UPDATE 10/15/2017 9:28PM: Woody Allen released a statement to Variety in which he clarified his statements regarding Weinstein, calling him a "sad, sick man."
"When I said I felt sad for Harvey Weinstein I thought it was clear the meaning was because he is a sad, sick man," Allen stated. "I was surprised it was treated differently. Lest there be any ambiguity, this statement clarifies my intention and feelings."
Original story is below.
Woody Allen is the latest Hollywood veteran to speak out about the dozens of accusations facing Harvey Weinstein's decades-long history of alleged sexual assault. Allen admitted that he was "sad" about the movie mogul's situation, referring to how Harvey's life "is so messed up."
When speaking with BBC, Allen noted, "the whole Harvey Weinstein thing is very sad for everybody involved. Tragic for the poor women that were involved, sad for Harvey that his life is so messed up… There’s no winners in that, it’s just very, very sad and tragic for those poor women that had to go through that." Allen, who has worked together on numerous projects with Weinstein, including the Oscar-winning Mighty Aphrodite, said that he had never heard of news regarding the producer's sexual assault allegations.
More so than other celebrities who have come forward to comment on or expose Weinstein's despicable behavior, Allen has a long sordid history regarding the maltreatment of women. The 81-year old director, was accused of sexual assault by his adoptive daughter Dylan Farrow in 2014. Farrow, who attempted to bring attention to her father's crimes on various mainstream platforms, was turned away by numerous sources. Allen's influence in the entertainment world made news outlets apprehensive to publish any serious allegations against the household name.
However, if Allen's films are any testament to his character, it's quite obvious that he has spent the better part of his career upholding a misogynist mold of femininity. By only casting women in explicitly naive roles, Allen has notoriously used the female characters in his films as pawns in an effort to highlight the heroic nature of the male lead. By examining every Woody Allen movie since before "Annie Hall" Allen's normalization of sexist social norms and his treatment of his female counterparts becomes readily apparent.

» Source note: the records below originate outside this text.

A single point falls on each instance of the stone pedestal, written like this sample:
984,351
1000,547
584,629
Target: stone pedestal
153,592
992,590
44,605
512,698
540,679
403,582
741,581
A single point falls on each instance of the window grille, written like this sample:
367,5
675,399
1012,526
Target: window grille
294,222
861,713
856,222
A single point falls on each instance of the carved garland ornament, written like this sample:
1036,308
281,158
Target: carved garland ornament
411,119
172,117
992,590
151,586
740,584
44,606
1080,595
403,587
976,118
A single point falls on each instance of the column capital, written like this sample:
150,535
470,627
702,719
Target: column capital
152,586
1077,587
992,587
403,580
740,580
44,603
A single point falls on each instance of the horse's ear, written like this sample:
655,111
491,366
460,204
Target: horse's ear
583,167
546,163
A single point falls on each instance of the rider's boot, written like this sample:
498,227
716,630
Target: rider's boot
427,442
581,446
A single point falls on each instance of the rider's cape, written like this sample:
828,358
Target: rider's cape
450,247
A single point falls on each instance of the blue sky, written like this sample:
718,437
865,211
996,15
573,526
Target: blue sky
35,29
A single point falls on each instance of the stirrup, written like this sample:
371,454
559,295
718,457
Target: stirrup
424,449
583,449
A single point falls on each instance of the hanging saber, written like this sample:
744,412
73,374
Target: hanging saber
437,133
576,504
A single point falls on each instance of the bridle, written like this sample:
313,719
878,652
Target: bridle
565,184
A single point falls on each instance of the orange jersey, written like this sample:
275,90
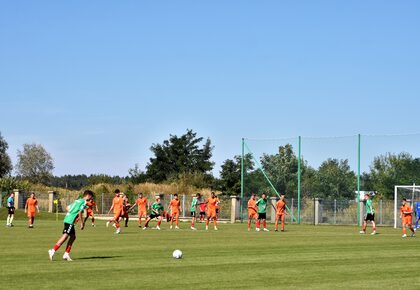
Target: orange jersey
252,206
142,204
91,204
117,202
31,204
280,207
175,205
212,203
406,210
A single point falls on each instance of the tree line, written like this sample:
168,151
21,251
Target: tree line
188,159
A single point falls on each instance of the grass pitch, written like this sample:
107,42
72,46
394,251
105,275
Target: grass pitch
322,257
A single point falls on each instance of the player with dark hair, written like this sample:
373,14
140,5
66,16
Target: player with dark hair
262,212
175,206
74,211
252,211
10,210
280,213
194,204
157,211
370,214
117,205
31,207
407,219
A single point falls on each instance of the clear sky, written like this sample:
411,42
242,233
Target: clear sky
97,82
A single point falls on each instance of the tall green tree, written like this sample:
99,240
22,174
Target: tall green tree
34,163
335,179
180,155
392,169
5,162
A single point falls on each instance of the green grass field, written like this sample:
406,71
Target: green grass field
324,257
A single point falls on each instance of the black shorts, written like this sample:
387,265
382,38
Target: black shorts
11,210
154,215
69,229
370,217
262,216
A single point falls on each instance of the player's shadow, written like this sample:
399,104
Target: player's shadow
99,257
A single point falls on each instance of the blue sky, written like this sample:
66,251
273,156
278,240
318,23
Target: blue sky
97,82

Allen's estranged son Rowan Farrow, in his expose published by The New Yorker, was one of the leading journalists to bring the extent of Weinstein's sordid history of sexual assault to the forefront of mainstream media coverage. Farrow has also addressed his father's history with sexual assault. In a guest column published by The Hollywood Reporter in 2016, Farrow spoke of his father's peculiar behavior towards his sister Dylan, and how the media ignored her claims until her open letter in The New York Times made it impossible to do so.
It wasn't particularly surprising when Allen then implicitly expressed his own concerns regarding what will come out of the Weinstein scandal. The director told BBC, "You also don’t want it to lead to a witch hunt atmosphere, a Salem atmosphere, where every guy in an office who winks at a woman is suddenly having to call a lawyer to defend himself." As a man who has spent decades being criticized for his behavior towards women, Allen is likely fearful of how other predatory men such as himself, will be affected by the Weinstein exposé.
Allen concluded his cowardly appeasement by reflecting on what actions he hopes these accusations will spearhead. "But sure, you hope that something like this could be transformed into a benefit for people rather than just a sad or tragic situation.” Although it shouldn't have taken the suffering of dozens of women to underline Harvey's despicable actions, this hopefully will send a message to all the white men who use their influence in Hollywood to exploit women in the industry: You must and will be held accountable, one way or another.